What I do is that I find $\nabla f \ (x_0 , y_0 , z_0)$ and $\nabla g \ (x_0 , y_0 , z_0)$ and then calculate $\nabla f \times \nabla g$. For this example I checked it for $(1,1,3)$ and it gave me $(2,-2,-2)$ which is actually $\frac{1}{\sqrt 3}(1,-1,-1)$ and it is right.

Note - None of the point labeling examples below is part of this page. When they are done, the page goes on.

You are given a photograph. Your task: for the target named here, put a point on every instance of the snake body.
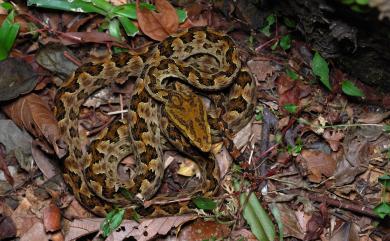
(165, 105)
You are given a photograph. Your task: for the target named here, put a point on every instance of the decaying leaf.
(333, 138)
(373, 117)
(347, 231)
(33, 114)
(317, 163)
(158, 25)
(7, 227)
(52, 58)
(16, 77)
(23, 217)
(35, 233)
(354, 162)
(52, 218)
(145, 230)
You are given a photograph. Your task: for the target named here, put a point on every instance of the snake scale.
(166, 106)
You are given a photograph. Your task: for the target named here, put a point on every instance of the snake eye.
(175, 100)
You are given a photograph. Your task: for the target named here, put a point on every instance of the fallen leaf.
(291, 225)
(35, 233)
(354, 161)
(4, 166)
(33, 114)
(58, 236)
(52, 218)
(373, 117)
(347, 231)
(7, 227)
(52, 57)
(333, 138)
(204, 230)
(16, 77)
(145, 230)
(23, 217)
(158, 25)
(44, 163)
(12, 137)
(288, 90)
(317, 163)
(315, 226)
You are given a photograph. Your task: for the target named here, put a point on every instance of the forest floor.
(314, 158)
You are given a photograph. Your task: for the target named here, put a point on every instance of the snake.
(166, 108)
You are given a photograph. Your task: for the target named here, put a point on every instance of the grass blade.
(73, 6)
(8, 33)
(257, 218)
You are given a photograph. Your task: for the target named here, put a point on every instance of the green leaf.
(285, 42)
(385, 180)
(273, 47)
(113, 29)
(386, 128)
(291, 108)
(291, 73)
(103, 4)
(269, 21)
(382, 210)
(74, 6)
(362, 2)
(278, 218)
(130, 29)
(112, 221)
(349, 88)
(321, 69)
(348, 2)
(8, 32)
(7, 6)
(260, 223)
(204, 203)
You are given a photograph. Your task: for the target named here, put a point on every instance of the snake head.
(188, 114)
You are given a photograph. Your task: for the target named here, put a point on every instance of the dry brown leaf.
(158, 25)
(52, 218)
(23, 217)
(35, 233)
(33, 114)
(355, 160)
(43, 162)
(291, 224)
(16, 77)
(7, 227)
(145, 230)
(262, 70)
(203, 230)
(317, 163)
(333, 138)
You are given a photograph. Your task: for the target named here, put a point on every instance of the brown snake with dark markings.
(165, 104)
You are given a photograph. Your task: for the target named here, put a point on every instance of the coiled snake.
(166, 104)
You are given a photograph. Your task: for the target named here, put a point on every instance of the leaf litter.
(323, 143)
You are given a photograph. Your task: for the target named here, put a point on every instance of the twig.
(343, 205)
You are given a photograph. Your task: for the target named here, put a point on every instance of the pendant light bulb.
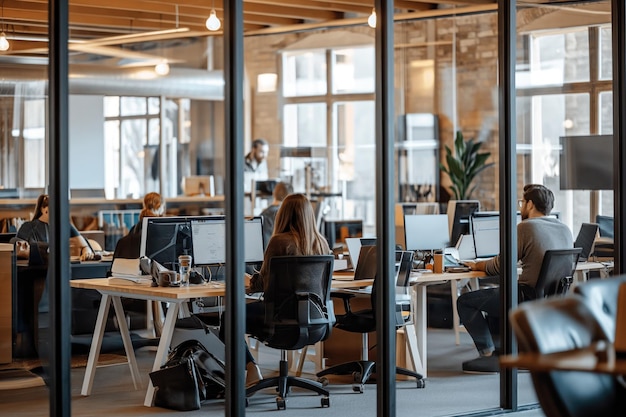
(371, 21)
(4, 42)
(213, 23)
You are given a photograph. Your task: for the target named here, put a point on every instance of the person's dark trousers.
(484, 330)
(471, 306)
(255, 317)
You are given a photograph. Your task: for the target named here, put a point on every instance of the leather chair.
(601, 296)
(556, 274)
(562, 324)
(298, 313)
(364, 321)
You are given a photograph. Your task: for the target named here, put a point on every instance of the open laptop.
(585, 239)
(354, 247)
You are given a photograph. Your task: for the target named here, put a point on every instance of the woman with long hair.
(295, 234)
(36, 232)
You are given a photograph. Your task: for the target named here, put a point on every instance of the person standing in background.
(281, 190)
(255, 162)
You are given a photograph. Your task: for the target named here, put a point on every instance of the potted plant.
(464, 164)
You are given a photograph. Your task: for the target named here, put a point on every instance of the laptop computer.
(354, 247)
(585, 239)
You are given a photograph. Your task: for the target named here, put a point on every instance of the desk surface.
(173, 293)
(599, 358)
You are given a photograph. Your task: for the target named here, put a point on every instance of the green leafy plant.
(464, 164)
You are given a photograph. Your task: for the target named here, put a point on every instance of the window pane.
(112, 158)
(557, 59)
(543, 120)
(353, 70)
(304, 73)
(606, 54)
(606, 113)
(34, 135)
(354, 167)
(153, 105)
(305, 124)
(133, 106)
(111, 106)
(132, 157)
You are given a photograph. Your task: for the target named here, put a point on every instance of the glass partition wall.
(445, 66)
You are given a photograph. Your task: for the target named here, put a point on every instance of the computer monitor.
(164, 239)
(253, 238)
(426, 231)
(459, 213)
(486, 233)
(209, 240)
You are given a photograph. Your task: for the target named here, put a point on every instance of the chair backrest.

Does this hold for every situation where we have two equations of two surfaces? Is this because gradient is perpendicular to surface?
Best Answer
Yes, that's (almost) correct. I say "almost" because it's possible to have a pair of surfaces that intersect nicely, but for which one or both gradients is zero. The correct statement is not that the gradient of the defining function is perpendicular to the surface, but rather that for every tangent vector $v$ to the surface, $\langle v , \nabla f (x_0, y_0, z_0) \rangle = 0$; those are almost identical, unless the gradient is zero. If it's zero, we don't generally say that it's "perpendicular to the surface". (Also: at places where the gradient is zero, it's possible that the solution-set to your equation is not "surface-like" -- it might have a corner or be otherwise degenerate.)
Consider $x^2 + y^2 + z^2 = 1$ and $x = 0$, at the point $(0, 1, 0)$; if you do your computations as before, everything works out perfectly.

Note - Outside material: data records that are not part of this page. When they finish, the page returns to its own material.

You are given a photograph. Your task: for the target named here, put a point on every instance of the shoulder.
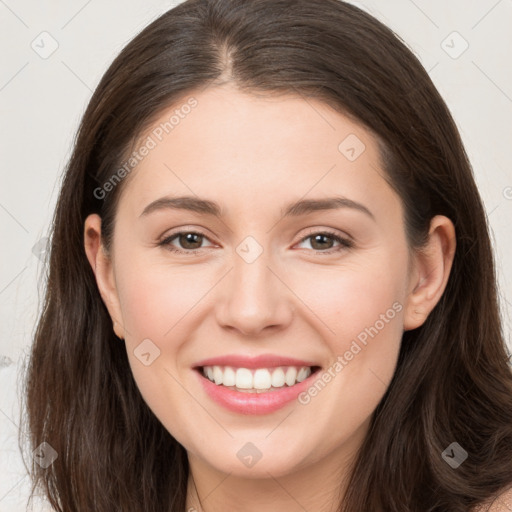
(502, 503)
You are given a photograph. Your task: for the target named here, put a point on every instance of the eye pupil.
(321, 237)
(188, 238)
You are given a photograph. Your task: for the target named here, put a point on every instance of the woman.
(257, 368)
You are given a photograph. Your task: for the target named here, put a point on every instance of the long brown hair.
(452, 382)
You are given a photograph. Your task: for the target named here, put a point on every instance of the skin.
(254, 155)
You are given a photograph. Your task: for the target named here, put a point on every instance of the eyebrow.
(207, 207)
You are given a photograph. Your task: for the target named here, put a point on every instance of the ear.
(102, 267)
(430, 273)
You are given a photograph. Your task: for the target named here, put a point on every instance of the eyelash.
(345, 243)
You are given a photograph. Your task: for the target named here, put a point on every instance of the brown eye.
(188, 242)
(324, 242)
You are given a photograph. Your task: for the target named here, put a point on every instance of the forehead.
(237, 148)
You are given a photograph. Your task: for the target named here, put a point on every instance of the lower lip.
(253, 403)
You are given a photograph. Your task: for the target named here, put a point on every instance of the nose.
(254, 298)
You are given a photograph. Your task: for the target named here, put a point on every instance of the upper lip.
(262, 361)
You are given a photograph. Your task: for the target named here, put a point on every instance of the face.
(262, 289)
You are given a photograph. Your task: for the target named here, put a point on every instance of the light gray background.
(42, 98)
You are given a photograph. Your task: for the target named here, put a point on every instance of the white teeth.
(243, 378)
(258, 379)
(291, 376)
(278, 378)
(262, 379)
(302, 375)
(229, 378)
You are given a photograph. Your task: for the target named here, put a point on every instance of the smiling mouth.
(256, 380)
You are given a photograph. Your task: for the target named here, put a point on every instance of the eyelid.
(346, 241)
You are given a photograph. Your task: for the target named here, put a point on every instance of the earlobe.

But now consider $x^2 + y^2 + z^2 = 1$ and $\color{red}{x^2} = 0$ (which is exactly the same pair of surfaces) at the point $(0, 1, 0)$; if you do your computations as before, the gradient of the second function, $f(x, y, z) = x^2$, is $(0,0,0)$ at the point $(0,1,0)$, hence doesn't yield the direction vector for the tangent line that you're seeking.